Doch Tetsuo meldet sich nicht zurück. Der Colonel setzt seine Männer auf ihn an...
(aus Carlsen Comic Art: Akira 2, 1991)
Eine genauere Inhaltsangabe findet ihr in den Infoboxen der einzelnen Bände.

Bild aus Band 16 - ein Mutant aus Tetsuo's Armee

Im Gegensatz zum Film ist der Manga wesentlich komplexer.
Während der Film mit der Zerstörung Neo Tokios nach dem Erwecken Akiras endet, wird im Comic durch diese 1. Zerstörung der 2. Teil eingeleitet.
Verursacht wird die Zerstörung durch Takashis Tod, der von Nezu erschossen wird.

Der dadurch entstehende Schmerz in Akira äußert sich in seiner Zerstörungskraft. Nach der Katastrophe taucht Tetsuo wieder auf, der nach dem Verlust seines Armes eine Erholungsause erhielt.
Mit Akira an der Spitze ruft er das Grosse Tokioter Reich aus um mit ihm zu herrschen.
Die weitere Handlung ist die Bewältigung des Chaos im apokalyptischen Neo Tokio, in dem mehrere Gruppen versuchen die Macht an sich zu reißen, sowie die Bekämpfung Tetsuos um noch größeres Unheil zu vermeiden.
Nachdem der Manga ziemlich furios begann, verringert sich das Anfangstempo zwischenzeitlich, was jedoch keinen Einfluss auf die Spannung hat. Statt Action tritt der mystische Teil und die Lösung des Falles in den Vordergrund, nämlich die Frage auf welchen Punkt sich Akira und Tetsuo hin entwickeln.

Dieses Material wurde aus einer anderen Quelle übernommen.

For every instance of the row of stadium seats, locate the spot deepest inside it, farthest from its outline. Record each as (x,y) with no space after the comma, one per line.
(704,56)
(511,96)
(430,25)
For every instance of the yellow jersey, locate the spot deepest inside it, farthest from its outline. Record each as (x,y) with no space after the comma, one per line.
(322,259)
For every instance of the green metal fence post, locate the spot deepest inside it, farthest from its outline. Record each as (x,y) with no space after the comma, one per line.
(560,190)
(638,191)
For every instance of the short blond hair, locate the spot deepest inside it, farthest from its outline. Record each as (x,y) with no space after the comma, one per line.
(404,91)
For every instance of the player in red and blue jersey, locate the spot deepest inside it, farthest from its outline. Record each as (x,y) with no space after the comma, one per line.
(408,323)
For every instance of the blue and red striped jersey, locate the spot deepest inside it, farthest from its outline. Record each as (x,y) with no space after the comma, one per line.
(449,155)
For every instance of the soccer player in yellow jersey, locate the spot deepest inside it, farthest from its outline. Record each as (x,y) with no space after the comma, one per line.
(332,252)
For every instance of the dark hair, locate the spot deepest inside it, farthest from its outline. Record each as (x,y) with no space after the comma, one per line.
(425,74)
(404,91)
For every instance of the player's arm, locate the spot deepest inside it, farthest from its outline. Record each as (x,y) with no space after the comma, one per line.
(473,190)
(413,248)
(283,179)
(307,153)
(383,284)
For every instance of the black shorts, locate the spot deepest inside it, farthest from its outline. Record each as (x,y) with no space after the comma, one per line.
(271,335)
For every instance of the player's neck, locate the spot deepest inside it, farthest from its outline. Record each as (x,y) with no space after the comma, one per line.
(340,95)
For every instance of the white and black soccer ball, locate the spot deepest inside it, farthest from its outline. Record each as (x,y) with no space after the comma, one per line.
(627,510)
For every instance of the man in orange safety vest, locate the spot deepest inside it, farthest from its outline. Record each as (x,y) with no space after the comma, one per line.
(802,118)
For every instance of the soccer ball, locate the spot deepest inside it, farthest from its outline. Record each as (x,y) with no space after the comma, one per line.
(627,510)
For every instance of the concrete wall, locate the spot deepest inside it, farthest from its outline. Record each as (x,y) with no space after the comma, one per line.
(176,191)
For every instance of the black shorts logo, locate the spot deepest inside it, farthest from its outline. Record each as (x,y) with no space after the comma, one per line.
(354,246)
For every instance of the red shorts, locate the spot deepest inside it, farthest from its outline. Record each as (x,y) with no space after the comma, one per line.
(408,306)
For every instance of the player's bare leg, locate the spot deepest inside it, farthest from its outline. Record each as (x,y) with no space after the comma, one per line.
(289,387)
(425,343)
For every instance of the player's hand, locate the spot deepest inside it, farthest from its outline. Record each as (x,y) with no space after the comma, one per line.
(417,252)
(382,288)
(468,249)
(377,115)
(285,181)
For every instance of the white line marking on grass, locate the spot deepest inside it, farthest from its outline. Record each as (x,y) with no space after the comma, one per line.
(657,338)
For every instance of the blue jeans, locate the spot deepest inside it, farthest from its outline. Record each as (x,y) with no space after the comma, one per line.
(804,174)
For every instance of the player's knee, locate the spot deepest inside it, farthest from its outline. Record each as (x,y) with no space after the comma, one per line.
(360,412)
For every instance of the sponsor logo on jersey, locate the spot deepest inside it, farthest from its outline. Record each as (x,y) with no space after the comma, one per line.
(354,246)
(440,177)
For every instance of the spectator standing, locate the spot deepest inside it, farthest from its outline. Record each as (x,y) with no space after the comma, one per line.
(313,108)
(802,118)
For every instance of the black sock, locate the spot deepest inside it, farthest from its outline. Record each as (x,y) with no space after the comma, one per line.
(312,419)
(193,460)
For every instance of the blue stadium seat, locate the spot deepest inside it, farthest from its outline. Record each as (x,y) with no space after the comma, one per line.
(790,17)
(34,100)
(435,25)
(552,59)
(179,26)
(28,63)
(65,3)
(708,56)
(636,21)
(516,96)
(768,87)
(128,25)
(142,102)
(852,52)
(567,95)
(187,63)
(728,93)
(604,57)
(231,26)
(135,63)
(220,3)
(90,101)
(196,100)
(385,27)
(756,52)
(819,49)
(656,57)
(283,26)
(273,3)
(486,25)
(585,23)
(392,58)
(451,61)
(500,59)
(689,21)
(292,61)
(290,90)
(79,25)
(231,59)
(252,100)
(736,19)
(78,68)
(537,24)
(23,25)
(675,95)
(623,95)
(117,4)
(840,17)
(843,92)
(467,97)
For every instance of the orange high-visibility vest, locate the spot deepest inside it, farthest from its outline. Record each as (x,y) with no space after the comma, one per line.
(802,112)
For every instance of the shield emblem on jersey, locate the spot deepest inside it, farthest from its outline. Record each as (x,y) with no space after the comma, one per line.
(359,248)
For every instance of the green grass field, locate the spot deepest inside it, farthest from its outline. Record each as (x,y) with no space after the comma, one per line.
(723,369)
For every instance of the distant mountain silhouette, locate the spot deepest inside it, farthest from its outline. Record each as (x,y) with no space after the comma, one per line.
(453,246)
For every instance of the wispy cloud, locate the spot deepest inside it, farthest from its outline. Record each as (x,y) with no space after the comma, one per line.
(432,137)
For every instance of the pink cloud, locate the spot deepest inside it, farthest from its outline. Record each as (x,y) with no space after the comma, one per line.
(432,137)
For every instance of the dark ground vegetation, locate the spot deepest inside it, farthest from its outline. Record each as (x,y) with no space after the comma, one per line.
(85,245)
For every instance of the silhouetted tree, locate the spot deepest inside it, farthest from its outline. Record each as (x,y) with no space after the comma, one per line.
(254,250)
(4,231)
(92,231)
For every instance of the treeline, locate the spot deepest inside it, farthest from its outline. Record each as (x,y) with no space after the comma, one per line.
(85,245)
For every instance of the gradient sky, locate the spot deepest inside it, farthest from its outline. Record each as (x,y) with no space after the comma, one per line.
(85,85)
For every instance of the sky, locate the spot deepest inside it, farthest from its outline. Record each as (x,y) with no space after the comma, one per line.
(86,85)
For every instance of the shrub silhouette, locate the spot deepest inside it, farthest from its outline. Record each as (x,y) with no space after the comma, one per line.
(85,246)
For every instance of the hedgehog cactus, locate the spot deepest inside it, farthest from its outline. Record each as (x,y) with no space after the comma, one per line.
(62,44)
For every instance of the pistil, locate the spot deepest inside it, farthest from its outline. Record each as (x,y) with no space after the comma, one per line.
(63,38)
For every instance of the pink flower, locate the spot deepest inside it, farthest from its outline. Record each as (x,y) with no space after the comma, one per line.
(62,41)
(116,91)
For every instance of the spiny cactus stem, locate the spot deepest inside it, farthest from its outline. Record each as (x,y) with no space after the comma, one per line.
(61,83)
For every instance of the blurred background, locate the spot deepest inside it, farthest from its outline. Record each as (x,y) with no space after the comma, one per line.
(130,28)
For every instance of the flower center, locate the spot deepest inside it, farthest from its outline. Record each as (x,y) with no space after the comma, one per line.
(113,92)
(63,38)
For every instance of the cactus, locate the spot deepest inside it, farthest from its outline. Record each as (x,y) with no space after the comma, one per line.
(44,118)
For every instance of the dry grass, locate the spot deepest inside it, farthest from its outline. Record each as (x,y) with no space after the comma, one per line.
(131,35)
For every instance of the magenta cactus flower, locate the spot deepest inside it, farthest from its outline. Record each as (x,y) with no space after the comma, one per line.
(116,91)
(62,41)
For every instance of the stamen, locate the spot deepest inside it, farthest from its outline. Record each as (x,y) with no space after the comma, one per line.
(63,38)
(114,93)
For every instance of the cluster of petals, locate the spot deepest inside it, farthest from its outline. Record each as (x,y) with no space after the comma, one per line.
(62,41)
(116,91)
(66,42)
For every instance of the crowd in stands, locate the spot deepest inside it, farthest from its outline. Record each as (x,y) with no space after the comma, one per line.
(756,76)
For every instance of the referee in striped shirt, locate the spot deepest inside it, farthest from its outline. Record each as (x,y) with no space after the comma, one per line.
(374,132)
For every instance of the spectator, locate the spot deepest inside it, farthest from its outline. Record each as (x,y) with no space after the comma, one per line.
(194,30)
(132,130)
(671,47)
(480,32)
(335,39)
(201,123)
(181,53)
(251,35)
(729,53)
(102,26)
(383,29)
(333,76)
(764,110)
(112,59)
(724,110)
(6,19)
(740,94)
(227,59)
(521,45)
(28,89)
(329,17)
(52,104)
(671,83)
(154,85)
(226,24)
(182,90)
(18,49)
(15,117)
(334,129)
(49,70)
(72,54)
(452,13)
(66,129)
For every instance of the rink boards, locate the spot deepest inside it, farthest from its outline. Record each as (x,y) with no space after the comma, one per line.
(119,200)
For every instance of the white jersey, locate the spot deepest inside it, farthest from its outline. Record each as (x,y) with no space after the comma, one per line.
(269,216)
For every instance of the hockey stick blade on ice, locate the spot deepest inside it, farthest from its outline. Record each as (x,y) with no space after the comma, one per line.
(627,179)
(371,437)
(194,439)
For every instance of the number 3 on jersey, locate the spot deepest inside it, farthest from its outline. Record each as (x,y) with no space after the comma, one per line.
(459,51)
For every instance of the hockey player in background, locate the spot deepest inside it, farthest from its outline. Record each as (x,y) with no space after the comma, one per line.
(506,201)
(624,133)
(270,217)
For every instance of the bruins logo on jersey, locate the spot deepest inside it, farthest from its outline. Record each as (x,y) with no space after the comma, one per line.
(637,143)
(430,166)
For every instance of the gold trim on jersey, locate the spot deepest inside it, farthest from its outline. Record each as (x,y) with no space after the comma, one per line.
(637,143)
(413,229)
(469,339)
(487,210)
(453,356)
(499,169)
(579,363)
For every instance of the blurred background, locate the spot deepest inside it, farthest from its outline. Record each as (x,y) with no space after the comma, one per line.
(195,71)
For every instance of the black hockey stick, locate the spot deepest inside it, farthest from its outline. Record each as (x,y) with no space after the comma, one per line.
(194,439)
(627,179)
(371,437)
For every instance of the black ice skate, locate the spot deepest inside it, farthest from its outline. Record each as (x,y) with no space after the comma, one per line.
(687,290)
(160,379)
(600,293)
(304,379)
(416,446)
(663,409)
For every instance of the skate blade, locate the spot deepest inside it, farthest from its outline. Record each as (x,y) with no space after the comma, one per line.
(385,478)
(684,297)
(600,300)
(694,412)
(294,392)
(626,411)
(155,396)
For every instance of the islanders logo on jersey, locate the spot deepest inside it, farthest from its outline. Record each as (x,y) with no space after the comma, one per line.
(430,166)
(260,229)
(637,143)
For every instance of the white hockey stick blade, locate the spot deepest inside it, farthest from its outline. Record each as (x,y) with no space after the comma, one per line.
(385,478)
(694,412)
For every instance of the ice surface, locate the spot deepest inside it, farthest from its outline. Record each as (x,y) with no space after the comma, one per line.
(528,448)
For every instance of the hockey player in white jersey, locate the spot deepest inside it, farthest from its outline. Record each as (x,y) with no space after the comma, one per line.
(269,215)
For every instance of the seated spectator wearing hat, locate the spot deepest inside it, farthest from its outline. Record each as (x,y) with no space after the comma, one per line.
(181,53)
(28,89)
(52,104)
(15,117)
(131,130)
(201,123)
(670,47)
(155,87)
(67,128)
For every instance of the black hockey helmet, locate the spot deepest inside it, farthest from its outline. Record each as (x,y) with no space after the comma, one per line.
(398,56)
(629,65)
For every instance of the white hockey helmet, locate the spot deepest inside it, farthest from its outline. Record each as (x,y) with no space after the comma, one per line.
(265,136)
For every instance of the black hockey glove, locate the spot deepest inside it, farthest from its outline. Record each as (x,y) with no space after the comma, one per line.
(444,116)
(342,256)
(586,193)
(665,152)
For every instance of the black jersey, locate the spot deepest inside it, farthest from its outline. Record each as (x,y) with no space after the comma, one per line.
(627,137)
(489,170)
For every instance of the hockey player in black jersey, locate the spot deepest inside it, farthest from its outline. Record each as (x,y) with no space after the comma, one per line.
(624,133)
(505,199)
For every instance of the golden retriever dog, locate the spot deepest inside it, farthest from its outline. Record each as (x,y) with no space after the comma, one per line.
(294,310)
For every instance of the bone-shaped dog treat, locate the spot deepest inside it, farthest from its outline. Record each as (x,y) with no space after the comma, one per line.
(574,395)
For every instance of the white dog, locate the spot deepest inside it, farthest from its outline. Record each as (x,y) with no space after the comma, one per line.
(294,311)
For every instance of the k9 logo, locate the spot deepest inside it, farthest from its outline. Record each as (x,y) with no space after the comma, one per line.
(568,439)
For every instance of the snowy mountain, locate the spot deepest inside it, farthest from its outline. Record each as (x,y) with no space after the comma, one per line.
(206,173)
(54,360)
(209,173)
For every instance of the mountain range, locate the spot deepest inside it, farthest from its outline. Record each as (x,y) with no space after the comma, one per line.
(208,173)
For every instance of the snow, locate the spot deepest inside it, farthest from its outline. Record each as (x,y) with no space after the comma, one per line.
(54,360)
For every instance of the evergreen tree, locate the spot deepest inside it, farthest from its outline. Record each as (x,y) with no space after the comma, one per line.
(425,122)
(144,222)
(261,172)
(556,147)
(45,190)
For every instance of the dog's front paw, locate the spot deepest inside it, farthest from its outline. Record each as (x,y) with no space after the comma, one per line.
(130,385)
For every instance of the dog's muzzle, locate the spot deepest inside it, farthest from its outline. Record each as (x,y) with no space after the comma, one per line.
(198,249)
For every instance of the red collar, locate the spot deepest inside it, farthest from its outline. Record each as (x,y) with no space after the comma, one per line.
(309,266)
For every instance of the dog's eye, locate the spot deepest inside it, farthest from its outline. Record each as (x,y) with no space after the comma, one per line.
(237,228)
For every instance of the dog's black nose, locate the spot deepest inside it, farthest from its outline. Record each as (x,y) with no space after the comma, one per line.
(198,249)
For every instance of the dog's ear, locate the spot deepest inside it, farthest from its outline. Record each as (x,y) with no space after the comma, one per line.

Im Manga treten auch Figuren auf, die im Film gar nicht, bzw. nur als Randfiguren erscheinen. Da wäre z.B. Akira selbst, der im Anime eher als metaphysische Kraft auftritt; erwähnenswert sind auch Miyako die im Film nur als endzeitlicher Freak erscheint oder Joker, Boss der Clowns, Weggefährte Kanedas im Kampf gegen Tetsuo.
Ebenfalls ist das amerikanische Militär vertreten, das mit Lieutenant Yamada aufklären soll, sowie das Expertenteam, das die Phänomene wissenschaftlich zu erklären versucht.
Als Freundin von Kei ist Chiyoko zu nennen, die mit ihrer Kampferfahrung so manchen Gegner in die Flucht schlägt.


Stil

Die ursprüngliche Zielgruppe definiert sich als 'Shounen' - männliche Teenager.
Für die Umsetzung der schwarz-weißen Mangaseiten zur kolorierten amerikanischen Ausgabe wurden einige Bugs entfernt; einige sind noch vorhanden, beispielsweise wird der Killersatellit FLOYD der Amerikaner zwar genannt - zu sehen ist jedoch SOL (Band 17).
Außerdem ist die westliche Buchausgabe 50 Seiten länger als die im Young Magazine veröffentlichte Fassung, was mit der Darstellung des westlichen Alphabets zu tun hat, das in kürzerer Schreibweise und horizontaler Lesefolge erscheint und von vorne - statt von hinten beginnt.
Das Spiegeln der Seiten war auch nicht immer möglich, da Inhalte falsch wiedergegeben werden (z.B. Rechtshänder), daher mussten viele Seiten neu gestaltet werden.